Uncle Sam marks the last full-length directorial effort from William Lustig, and sadly it is not near as good as this guy is. Low budget woes aside, the look and feel of the film was far from the quality of his usual efforts, and had me thinking that this film was a bit of a rush job that the filmmakers did not take too seriously. The usage and look of the killer was cool and we were given some fun and decently gory kill sequences at times, but his direction left a lot untold as far as our killer goes, with most of the kills suffering from editing tactics that left the good stuff off-screen and only showed the aftereffects. The acting performances were mostly poor (although Isaac Hayes did well in his role), but I found little fault with them because I expected such from a low-budget effort from two of horror’s wackiest and sleaziest filmmakers. The pacing is OK, with the kills keeping things interesting during the slower bits, and while Cohen’s screenplay won’t win any awards for this I really felt that Lustig’s direction is what held this piece back from being a really solid horror effort and not just a borderline-positive flick that I was quite forgiving toward.
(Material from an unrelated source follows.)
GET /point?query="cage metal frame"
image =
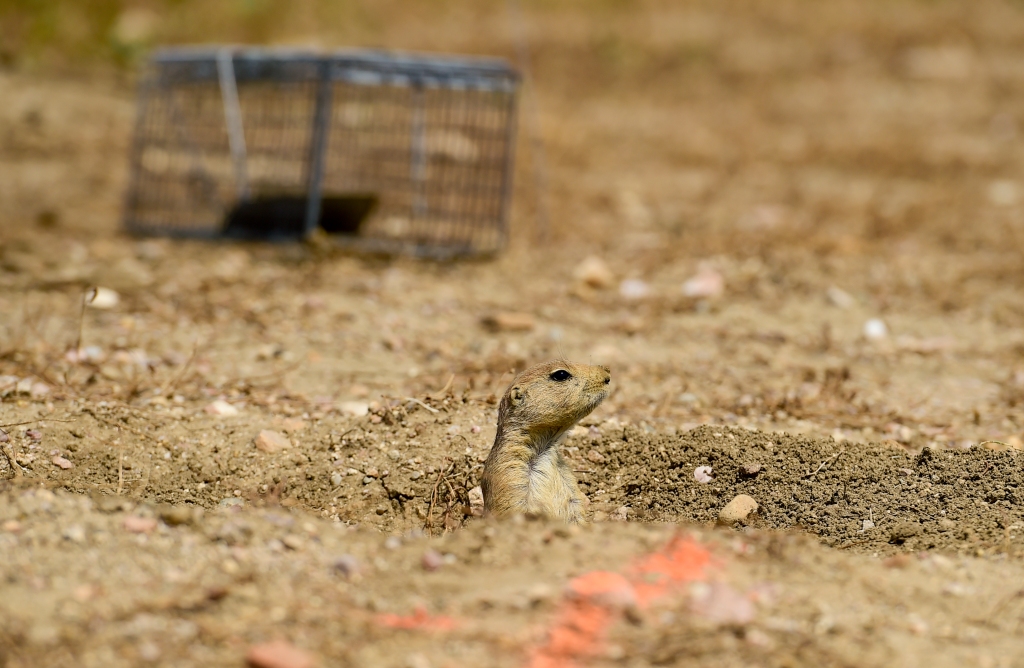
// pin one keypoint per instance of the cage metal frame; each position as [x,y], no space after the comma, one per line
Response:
[233,70]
Overall, Uncle Sam is a fun and quirky but flawed effort from the Cohen/Lustig duo that has the potential for some great results but instead falls a bit flat due to just decent direction from a great director. The cheese is high and there are numerous kills but the execution of the kills and the rest of the film left me longing for more, and not in the “good” way. In the end Uncle Sam may be worthwhile to fans of these filmmakers, but you must go into this with a forgiving mindset to achieve just the borderline-positive rating it received.